Since it acquired Bugatti in the late 1990s, Volkswagen Group has done an impressive job of returning the French brand to the pinnacle of performance and luxury in the car world.

However, VW's wasn't the first attempt at returning Bugatti to its glory days of the 1920s and '30s.

You see, long before there was the Veyron, there was the EB110. It was built during the 1990s when Bugatti was under the stewardship of Italian Romano Artioli, an industrialist who revived the brand which had previously been dormant since 1952. He's also the guy behind the Lotus Elise, but that's another story.

At Bugatti, Artioli oversaw the development of the EB110, a mid-engine supercar launched in 1991 with carbon fiber construction, a quad-turbocharged V-12, and all-wheel drive. It's a format VW would mimic for the Veyron, though VW upped the cylinder count from 12 to 16 in a quest for serious power.

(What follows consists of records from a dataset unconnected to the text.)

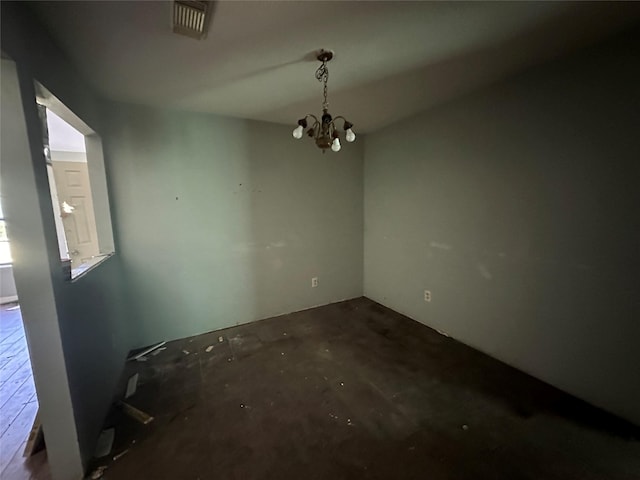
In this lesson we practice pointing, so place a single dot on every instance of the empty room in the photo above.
(325, 240)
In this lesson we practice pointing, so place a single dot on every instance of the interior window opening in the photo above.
(75, 168)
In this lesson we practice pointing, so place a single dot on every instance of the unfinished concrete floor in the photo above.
(356, 391)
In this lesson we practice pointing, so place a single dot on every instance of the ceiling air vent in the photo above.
(190, 18)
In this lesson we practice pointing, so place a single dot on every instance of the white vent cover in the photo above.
(190, 18)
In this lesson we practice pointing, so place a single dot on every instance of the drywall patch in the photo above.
(440, 246)
(484, 272)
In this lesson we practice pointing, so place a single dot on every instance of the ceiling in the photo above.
(392, 59)
(62, 136)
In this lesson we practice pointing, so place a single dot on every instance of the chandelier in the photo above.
(324, 131)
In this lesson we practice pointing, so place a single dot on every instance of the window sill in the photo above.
(81, 270)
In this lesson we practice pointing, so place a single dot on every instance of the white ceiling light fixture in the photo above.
(324, 131)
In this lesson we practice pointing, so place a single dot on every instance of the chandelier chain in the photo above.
(322, 75)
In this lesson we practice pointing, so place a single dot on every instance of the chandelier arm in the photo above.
(315, 119)
(346, 122)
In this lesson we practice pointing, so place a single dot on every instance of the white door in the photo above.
(76, 207)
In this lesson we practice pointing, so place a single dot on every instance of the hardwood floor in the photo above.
(18, 401)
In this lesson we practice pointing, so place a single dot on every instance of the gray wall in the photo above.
(8, 292)
(517, 207)
(225, 221)
(78, 333)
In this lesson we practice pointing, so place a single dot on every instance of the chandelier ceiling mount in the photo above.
(324, 130)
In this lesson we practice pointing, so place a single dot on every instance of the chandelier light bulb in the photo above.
(349, 135)
(324, 128)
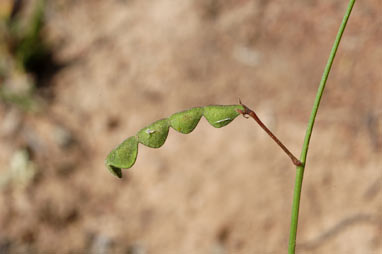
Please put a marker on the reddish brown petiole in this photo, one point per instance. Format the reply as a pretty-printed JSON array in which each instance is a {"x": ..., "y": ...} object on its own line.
[{"x": 248, "y": 112}]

A prime example of the EB110 recently visited Jay Leno's Garage. Naturally, Leno was ecstatic, as he's an owner of a classic Bugatti and for some reason the engine and transmission of an EB110, too.

The engine is a 3.5-liter V-12, which thanks to its four turbos pumps out 552 horsepower in standard guise and 592 hp in the EB110 Super Sport. Even with the lower setting, the EB110 is capable of 0-60 mph acceleration in the low 3.0 seconds and a top speed of over 200 mph. Those are impressive numbers, even by today's standards.

Sadly, only around 120 examples were built while Artioli was in charge of Bugatti, though a few additional examples were built in subsequent years using spare chassis. These include the handful built by Germany's Dauer. Some chassis are also being used for a car known as the SP-110 Edonis Fenice that was announced for production only last year.